You will then be asked what sort of change you want to make, with options ranging from targeting changes to traffic and variation weight changes. You may also make multiple changes at once by choosing "advanced".

Based on what you are changing, we will provide a list of possible release plans for that change and provide a recommended plan to use. The UI should guide you to make the correct recommended choice in most cases, but you are able to change this if desired.

When changing a single targeting or traffic setting, your release plan options may include:

  • New phase, re-randomize traffic
  • Same phase, apply changes to everyone
  • Same phase, apply changes to new traffic only (Sticky Bucketing enabled only)

Note that potentially unsafe options per your specific changes may be removed (often "Same phase" options are unsafe for certain types of changes).

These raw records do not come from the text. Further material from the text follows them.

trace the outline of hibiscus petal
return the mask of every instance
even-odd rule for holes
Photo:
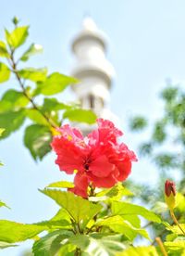
[[[89,172],[97,177],[107,177],[114,169],[115,165],[110,163],[108,159],[103,155],[91,162]]]

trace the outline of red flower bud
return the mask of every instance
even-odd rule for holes
[[[166,205],[172,211],[176,207],[176,185],[169,180],[165,183],[165,199]]]
[[[173,193],[174,197],[176,196],[176,185],[174,182],[166,180],[165,183],[165,194],[169,197],[171,193]]]

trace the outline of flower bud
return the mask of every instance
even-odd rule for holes
[[[165,183],[165,199],[169,210],[173,210],[176,206],[176,185],[169,180]]]

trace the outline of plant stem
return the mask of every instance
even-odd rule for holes
[[[80,248],[77,248],[76,250],[75,250],[75,256],[80,256],[81,255],[81,250]]]
[[[178,220],[177,220],[177,218],[176,218],[176,216],[175,216],[175,214],[174,214],[173,210],[170,210],[170,215],[171,215],[171,217],[172,217],[174,223],[179,227],[179,229],[181,230],[182,234],[185,236],[185,232],[184,232],[184,230],[181,228],[180,224],[179,224],[179,222],[178,222]]]
[[[11,68],[13,69],[13,71],[14,71],[14,73],[15,73],[15,75],[16,75],[16,78],[17,78],[17,80],[18,80],[18,83],[19,83],[19,85],[20,85],[20,87],[21,87],[21,89],[22,89],[22,93],[23,93],[23,95],[25,96],[25,97],[31,103],[33,109],[36,109],[36,110],[45,119],[45,121],[46,121],[53,128],[57,128],[57,125],[54,122],[54,121],[51,120],[45,113],[43,113],[43,112],[39,109],[39,108],[37,107],[37,105],[35,104],[35,102],[33,101],[33,98],[31,98],[31,97],[28,95],[28,93],[27,93],[27,91],[26,91],[26,89],[25,89],[25,87],[24,87],[24,83],[22,83],[22,81],[21,81],[21,79],[20,79],[20,76],[18,75],[18,70],[17,70],[17,63],[16,63],[15,60],[14,60],[14,51],[13,51],[13,50],[11,50],[10,59],[11,59],[11,62],[10,62],[10,61],[8,61],[8,62],[9,62]]]
[[[166,250],[165,250],[165,247],[164,247],[164,244],[163,244],[161,238],[158,237],[155,238],[155,241],[157,242],[163,256],[167,256]]]

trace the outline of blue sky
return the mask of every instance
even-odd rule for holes
[[[27,45],[34,42],[44,48],[28,66],[47,66],[50,72],[69,74],[74,63],[70,42],[80,30],[83,17],[91,15],[109,37],[107,58],[117,72],[111,109],[120,118],[125,141],[137,152],[137,143],[145,135],[129,131],[129,116],[142,113],[157,119],[162,107],[157,94],[166,79],[180,83],[185,79],[184,9],[183,0],[2,1],[0,38],[4,27],[10,28],[10,19],[18,16],[21,24],[31,25]],[[17,86],[14,79],[1,84],[0,95],[12,85]],[[71,93],[67,91],[64,97],[69,100]],[[0,159],[6,164],[0,170],[0,198],[11,207],[1,209],[0,218],[31,223],[48,219],[57,210],[37,189],[65,175],[55,165],[54,154],[35,163],[22,145],[22,136],[23,129],[0,142]],[[134,165],[131,174],[132,179],[144,182],[156,176],[154,167],[143,160]],[[27,244],[0,255],[19,256]]]

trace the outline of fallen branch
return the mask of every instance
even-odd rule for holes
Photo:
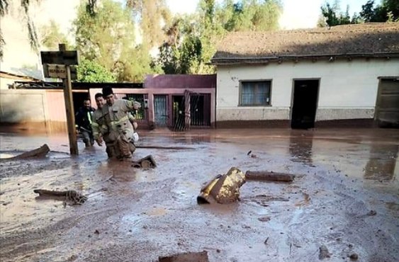
[[[87,197],[81,195],[80,193],[75,190],[57,191],[47,190],[45,189],[35,189],[33,192],[39,194],[40,196],[64,197],[65,202],[72,201],[74,205],[81,205],[87,200]]]
[[[33,157],[44,157],[46,154],[50,152],[50,148],[47,145],[47,144],[43,144],[39,148],[37,148],[33,150],[28,151],[27,152],[24,152],[20,154],[17,156],[9,157],[6,159],[2,159],[2,161],[10,161],[10,160],[16,160],[16,159],[30,159]]]
[[[152,149],[169,149],[169,150],[193,150],[192,147],[159,147],[159,146],[135,146],[136,148],[145,148]]]
[[[295,178],[295,175],[286,173],[247,171],[245,173],[245,178],[247,180],[292,182]]]

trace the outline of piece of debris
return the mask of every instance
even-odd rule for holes
[[[267,245],[267,241],[268,241],[268,240],[269,240],[269,237],[267,237],[266,238],[266,239],[264,239],[264,243],[265,245]]]
[[[292,182],[295,178],[295,175],[286,173],[247,171],[245,173],[245,177],[247,180]]]
[[[259,218],[258,218],[258,220],[259,220],[260,222],[269,222],[270,221],[270,217],[259,217]]]
[[[81,205],[87,200],[87,197],[75,190],[57,191],[47,190],[45,189],[35,189],[33,192],[39,194],[39,196],[47,195],[52,197],[64,197],[65,198],[65,200],[64,202],[64,205],[66,205],[67,202],[72,202],[74,205]]]
[[[330,258],[331,256],[331,254],[328,251],[328,249],[325,245],[322,245],[319,248],[320,254],[319,254],[319,259],[325,259]]]
[[[351,260],[353,260],[353,261],[358,260],[359,256],[356,253],[352,253],[349,255],[349,258],[351,258]]]
[[[240,169],[232,167],[226,174],[218,175],[201,189],[197,203],[227,204],[240,198],[240,188],[245,183],[245,176]]]
[[[136,148],[151,149],[169,149],[169,150],[195,150],[193,147],[160,147],[160,146],[135,146]]]
[[[48,152],[50,152],[50,147],[48,147],[47,144],[45,144],[40,147],[37,148],[35,149],[20,154],[13,157],[2,159],[1,160],[9,161],[9,160],[15,160],[15,159],[30,159],[33,157],[44,157],[46,156],[46,154],[47,154]]]
[[[209,262],[208,251],[181,253],[169,256],[159,256],[159,262]]]
[[[377,212],[376,210],[370,210],[370,212],[367,213],[367,215],[377,215]]]
[[[132,166],[135,168],[150,169],[152,167],[156,167],[157,163],[155,162],[155,160],[154,159],[152,155],[148,155],[145,157],[143,157],[141,159],[139,159],[133,162]]]

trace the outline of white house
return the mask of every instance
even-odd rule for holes
[[[399,125],[399,23],[232,33],[212,64],[217,127]]]

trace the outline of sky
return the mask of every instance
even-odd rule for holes
[[[216,0],[221,1],[220,0]],[[167,0],[167,4],[174,13],[193,13],[196,11],[198,0]],[[349,6],[351,16],[359,13],[361,6],[367,0],[340,0],[341,8],[346,11]],[[282,29],[309,28],[315,27],[321,13],[320,6],[325,0],[282,0],[283,13],[280,18]],[[332,3],[333,1],[329,1]]]

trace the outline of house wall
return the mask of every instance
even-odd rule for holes
[[[139,123],[139,126],[141,125],[142,127],[144,128],[150,128],[155,122],[155,117],[154,115],[154,95],[169,95],[169,96],[174,96],[174,95],[184,95],[184,91],[189,90],[193,93],[209,93],[210,94],[210,105],[211,108],[210,110],[210,125],[211,126],[214,126],[215,123],[215,89],[201,89],[201,88],[195,88],[195,89],[177,89],[177,88],[162,88],[162,89],[113,89],[113,93],[142,93],[147,94],[148,97],[148,103],[147,106],[147,120],[145,122]],[[93,101],[93,105],[95,105],[95,99],[94,96],[96,93],[101,93],[101,89],[90,89],[90,98],[91,101]],[[169,112],[171,113],[171,112]],[[169,115],[169,118],[168,119],[168,124],[169,125],[172,125],[172,115]],[[140,128],[140,127],[139,127]]]
[[[294,79],[320,79],[316,123],[372,120],[379,76],[399,76],[399,59],[283,62],[266,65],[219,66],[217,127],[259,120],[288,127]],[[270,106],[239,106],[240,81],[270,79]],[[256,121],[256,122],[255,122]],[[356,121],[353,122],[355,123]]]
[[[65,131],[62,90],[0,90],[0,123],[3,131]]]

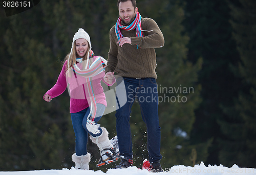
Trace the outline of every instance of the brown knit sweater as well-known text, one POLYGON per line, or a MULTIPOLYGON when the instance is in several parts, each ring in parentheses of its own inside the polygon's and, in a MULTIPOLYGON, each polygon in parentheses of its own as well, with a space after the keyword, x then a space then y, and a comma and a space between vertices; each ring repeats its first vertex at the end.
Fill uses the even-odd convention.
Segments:
MULTIPOLYGON (((124 25, 123 23, 122 23, 124 25)), ((121 29, 124 37, 130 37, 132 44, 125 43, 122 47, 117 43, 115 25, 110 31, 110 48, 105 72, 115 71, 122 77, 157 78, 156 73, 156 47, 164 44, 163 34, 156 22, 152 19, 141 19, 141 28, 144 37, 136 37, 136 30, 121 29), (138 45, 138 48, 137 48, 138 45)))

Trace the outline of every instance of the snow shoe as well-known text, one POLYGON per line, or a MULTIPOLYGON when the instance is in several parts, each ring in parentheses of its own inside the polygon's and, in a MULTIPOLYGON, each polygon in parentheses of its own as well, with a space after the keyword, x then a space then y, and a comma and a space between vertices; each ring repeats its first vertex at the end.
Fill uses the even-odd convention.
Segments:
POLYGON ((119 164, 116 166, 116 169, 127 168, 133 164, 133 161, 132 160, 129 159, 123 156, 120 156, 120 157, 121 158, 121 161, 119 164))
POLYGON ((116 154, 115 148, 105 149, 104 151, 105 151, 105 153, 102 155, 99 162, 96 165, 97 167, 109 164, 118 159, 118 155, 116 154))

When using "advanced" to make multiple targeting or traffic changes at once, all above options will be made available (including potentially unsafe ones), as well as an additional option:

  • New Phase, re-randomize traffic, block bucketed users (Sticky Bucketing enabled only)

If you are not making targeting or traffic changes and simply want to start a new phase, the release plan options will be:

  • New phase, re-randomize traffic
  • New phase, do not re-randomize

Update the existing phase

This modifies the experiment in-place without resetting results or re-randomizing users. This provides the best user experience for your users and you can re-use data that was already collected, which can reduce the time the experiment needs to run.

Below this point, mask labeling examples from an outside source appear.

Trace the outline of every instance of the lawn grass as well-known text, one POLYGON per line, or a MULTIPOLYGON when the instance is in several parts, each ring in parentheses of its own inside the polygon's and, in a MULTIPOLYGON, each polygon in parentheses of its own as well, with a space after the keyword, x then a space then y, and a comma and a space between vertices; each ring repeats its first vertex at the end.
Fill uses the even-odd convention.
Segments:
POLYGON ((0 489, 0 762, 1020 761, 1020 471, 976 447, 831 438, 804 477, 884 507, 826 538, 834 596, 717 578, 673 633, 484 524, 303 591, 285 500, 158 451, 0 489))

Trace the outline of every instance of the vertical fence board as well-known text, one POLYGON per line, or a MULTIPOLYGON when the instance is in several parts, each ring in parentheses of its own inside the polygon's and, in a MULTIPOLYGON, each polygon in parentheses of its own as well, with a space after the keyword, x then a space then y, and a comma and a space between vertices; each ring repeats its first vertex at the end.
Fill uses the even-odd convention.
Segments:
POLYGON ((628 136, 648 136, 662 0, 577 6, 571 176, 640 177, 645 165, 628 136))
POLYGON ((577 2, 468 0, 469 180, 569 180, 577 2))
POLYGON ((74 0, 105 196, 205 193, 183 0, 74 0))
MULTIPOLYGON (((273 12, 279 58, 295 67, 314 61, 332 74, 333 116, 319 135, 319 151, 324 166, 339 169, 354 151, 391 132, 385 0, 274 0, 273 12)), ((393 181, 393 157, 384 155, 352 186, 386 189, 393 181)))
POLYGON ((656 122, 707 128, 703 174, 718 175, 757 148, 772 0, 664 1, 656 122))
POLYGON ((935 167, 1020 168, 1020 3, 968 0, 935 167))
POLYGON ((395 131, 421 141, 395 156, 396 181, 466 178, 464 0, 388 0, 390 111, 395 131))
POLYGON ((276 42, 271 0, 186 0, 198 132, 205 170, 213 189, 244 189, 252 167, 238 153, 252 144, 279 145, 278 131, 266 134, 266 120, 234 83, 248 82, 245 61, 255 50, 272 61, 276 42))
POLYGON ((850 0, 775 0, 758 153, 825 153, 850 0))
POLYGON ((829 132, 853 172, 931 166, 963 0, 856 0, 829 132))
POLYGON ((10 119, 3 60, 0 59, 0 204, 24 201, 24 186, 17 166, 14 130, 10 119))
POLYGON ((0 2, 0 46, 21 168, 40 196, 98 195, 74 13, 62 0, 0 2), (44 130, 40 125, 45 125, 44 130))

However, if you're not careful, this can introduce significant bias and data quality issues into your results. A few categories of changes are broadly considered "safe" and if you are only making these changes, this is the approach we recommend going with. The "safe" changes are:

  • Increasing the percent of people included in the experiment
  • Removing a condition from an experiment (e.g. going from "US visitors only" to "All visitors")
  • Removing an experiment from a namespace

All of these changes have something in common - they are simply increasing the number of users exposed to the experiment. There is no effect on existing users in the experiment.

If you have Sticky Bucketing enabled, you may also elect to apply changes to new traffic only, leaving already-bucketed users in their existing (sticky) buckets. An example of this scenario could be decreasing the percent of people included in the experiment for all new incoming users, but leaving existing users in their existing buckets.

Start a new phase

This creates a brand new phase of the experiment. All data collected until this point is excluded from the analysis and you start fresh (nothing is deleted from your data warehouse, we just hide old data from the results).

In most cases, you will also want to re-randomize traffic. This will cause everyone - including existing experiment users - to get assigned a new random variation. This can be a disruptive user experience since many people will switch from Control to Treatment (or vice versa).

Why would you ever want to do this? Some changes you make completely invalidate past results so this lets you cleanly separate the data analysis from before and after you make the change. Re-randomizing traffic can also eliminate carryover bias and make your results more reliable and accurate.

We recommend this approach for any change that is not considered "safe" (listed above). This can include (but not limited to):

  • Changing the traffic split (weights) between variations
  • Adding a new targeting condition
  • Decreasing the percent of people included

Because of how disruptive this can be, it's best to plan ahead before starting an experiment. It's better to start with more conservative targeting and scale up than the reverse (starting big and scaling back).

As before, if you have Sticky Bucketing enabled, you have some additional options about how to treat already-bucketed users. By default when starting a new phase, these bucketed users will be reassigned (their sticky bucket will be cleared). You may instead choose to block these users from the experiment going forward (in which case they will still see the control). This strategy is only available in the "advanced" mode.